Payments to former clerk-treasurer under question

Police chief may have dismissed complaint without adequate investigation

Posted

TOWER—A longstanding, and apparently unauthorized, monthly payment to former Tower Clerk-Treasurer Linda Keith, was a brief subject of discussion with the city’s auditor at Monday night’s city council meeting here.
Keith, who served as clerk-treasurer from 2013 until her dismissal last July, began paying herself $45 monthly from city funds shortly after assuming the clerk’s position. The payment, which was in addition to her regular city wages, was variously coded as “fire department head pay” and later as “wastewater meeting pay.”
Current Clerk-Treasurer Victoria Ranua first discovered the extra payments in January, after she began the process of recoding the city’s payroll for improved efficiency and greater transparency.
Ranua questioned the basis for the payments and after her review of minutes from both the city council and the Tower-Breitung Wastewater Board going back several years revealed no motion authorizing the extra pay to Keith, she prepared and submitted her concerns about the payments to the state auditor and the county attorney’s office in February. The county attorney forwarded the matter to County Sheriff Ross Litman, who referred it to the Breitung Police for investigation. In her email to the county attorney, Ranua noted that public officials have a legal obligation to report possible unauthorized expenditures of public funds.
Breitung Police Chief Dan Nylund acknowledged this week that his investigation found no evidence in any minutes that the city council had ever authorized the payments to Keith, which was the primary concern raised by Ranua. Under state law, it is a misdemeanor, at minimum, to expend public funds without proper authorization. Despite that, Nylund dismissed Ranua’s concerns in a police report that he produced in late April. In it, Nylund said he reviewed minutes of both the wastewater board and the city council and spoke with four current or past members of the wastewater board. One member, a Breitung supervisor, thought the payments to Keith were for her attendance at meetings, while another recognized that the wastewater board paid the city of Tower for staff time.

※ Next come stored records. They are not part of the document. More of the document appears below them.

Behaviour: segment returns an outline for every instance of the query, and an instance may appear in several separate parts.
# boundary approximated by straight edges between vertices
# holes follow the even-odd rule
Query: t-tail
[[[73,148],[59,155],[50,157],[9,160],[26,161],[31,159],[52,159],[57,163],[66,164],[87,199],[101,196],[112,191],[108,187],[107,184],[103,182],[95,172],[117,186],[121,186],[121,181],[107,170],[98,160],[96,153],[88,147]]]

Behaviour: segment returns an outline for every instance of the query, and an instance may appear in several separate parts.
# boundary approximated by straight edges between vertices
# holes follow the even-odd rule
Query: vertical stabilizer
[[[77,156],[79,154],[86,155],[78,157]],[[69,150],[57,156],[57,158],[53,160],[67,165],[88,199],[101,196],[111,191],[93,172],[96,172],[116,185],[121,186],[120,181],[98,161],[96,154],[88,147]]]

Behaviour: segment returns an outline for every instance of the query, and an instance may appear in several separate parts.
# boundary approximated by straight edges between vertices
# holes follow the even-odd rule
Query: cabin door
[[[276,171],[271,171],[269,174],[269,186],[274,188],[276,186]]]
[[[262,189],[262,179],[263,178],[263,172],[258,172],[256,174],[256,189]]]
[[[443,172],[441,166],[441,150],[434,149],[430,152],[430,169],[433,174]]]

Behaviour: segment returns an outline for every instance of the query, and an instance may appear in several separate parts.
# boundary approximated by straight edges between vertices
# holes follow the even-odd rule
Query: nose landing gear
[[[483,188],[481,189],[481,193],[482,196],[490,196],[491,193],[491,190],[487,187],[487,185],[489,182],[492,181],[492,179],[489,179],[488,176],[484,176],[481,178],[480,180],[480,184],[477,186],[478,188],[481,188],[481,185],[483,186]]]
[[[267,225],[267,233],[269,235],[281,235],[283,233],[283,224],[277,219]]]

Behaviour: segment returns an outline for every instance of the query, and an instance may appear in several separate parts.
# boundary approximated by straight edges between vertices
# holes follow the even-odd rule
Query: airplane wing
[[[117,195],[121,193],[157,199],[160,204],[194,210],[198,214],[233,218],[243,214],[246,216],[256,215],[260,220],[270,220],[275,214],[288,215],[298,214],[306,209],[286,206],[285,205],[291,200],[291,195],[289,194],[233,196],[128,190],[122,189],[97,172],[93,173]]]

A former member couldn’t remember whether the payments were authorized and a fourth member declined to give a statement.
From these inconsistent statements, Nylund concluded: “After reviewing all statements and documents no evidence of malice or deceit to deceive the City of Tower $45 per meeting by Keith was found.”
Nylund, in his report, cites minutes from the wastewater board that authorize payments, ranging from $200-$245 per month, from the wastewater board to the city of Tower. Those payments reflect the fact that city hall staff do spend time on wastewater board matters (including more than attending meetings) and that the city of Tower pays their wages for that time. The payments from the wastewater board are meant to recoup that expense for the city.
The wastewater board is an entirely separate joint powers board with representation from both the city and the township.
In her complaint, Ranua noted that the wastewater board maintains its own separate financial accounts and hires and pays its own employees. And it pays its board members $45 per meeting. The wastewater board, however, never approved any such payments for Keith, since she was not a member of the board and was presumably already being compensated as part of her city wages for the time she spent in meetings.
Ranua noted in her report to the county attorney that the previous clerk-treasurer, Ann Lamppa, had not been paid the extra $45 for the time she spent in wastewater board meetings. Nor did deputy clerk Terri Joki-Martin receive the extra pay when she assumed the wastewater board meeting duties in January of 2019. Instead, as city payroll records confirm, Keith continued to pay herself the $45 per month coded as wastewater meeting pay even though she no longer attended the meetings. Ranua noted that the monthly payments continued for more than five years, totaling $2,970 during that period.
Nylund, in his April report, never explained his lack of concern over the payments, given that he acknowledged finding no clear authorization for the disbursement of the city funds to Keith. However, in response to a question from the Timberjay this week, Nylund indicated that the fact that members of the city council signed the payroll vouchers provided the legal foundation for the payments.
Ranua concedes that the payroll vouchers submitted by Keith each month were signed by city council members, yet in her original email to the county attorney, Ranua noted that the paycheck that Keith had received did not list a source of funds, but merely lumped all sources together, making it very difficult for anyone signing the voucher to recognize the additional payments. “She could have easily coded it to indicate the type of pay being received, as I am currently doing, but did not,” wrote Ranua in her February email. “The voucher listed only the lumped amount, it never called out the wastewater pay separately.”
Ranua had noted that a member of the council would have had to examine Keith’s union contract, which spells out her base pay, in order to recognize that the former clerk-treasurer was receiving the extra payment. “The voucher signers were thus unaware that an additional amount was being paid to the employee,” Ranua had noted in her original email.
Like most city employees at the time, Keith was covered under a union contract that spelled out in precise terms, her compensation. Nylund acknowledged that he never reviewed the union agreement for a possible explanation of the additional payment. The Timberjay did review the union agreement and found no mention of the $45 monthly payment.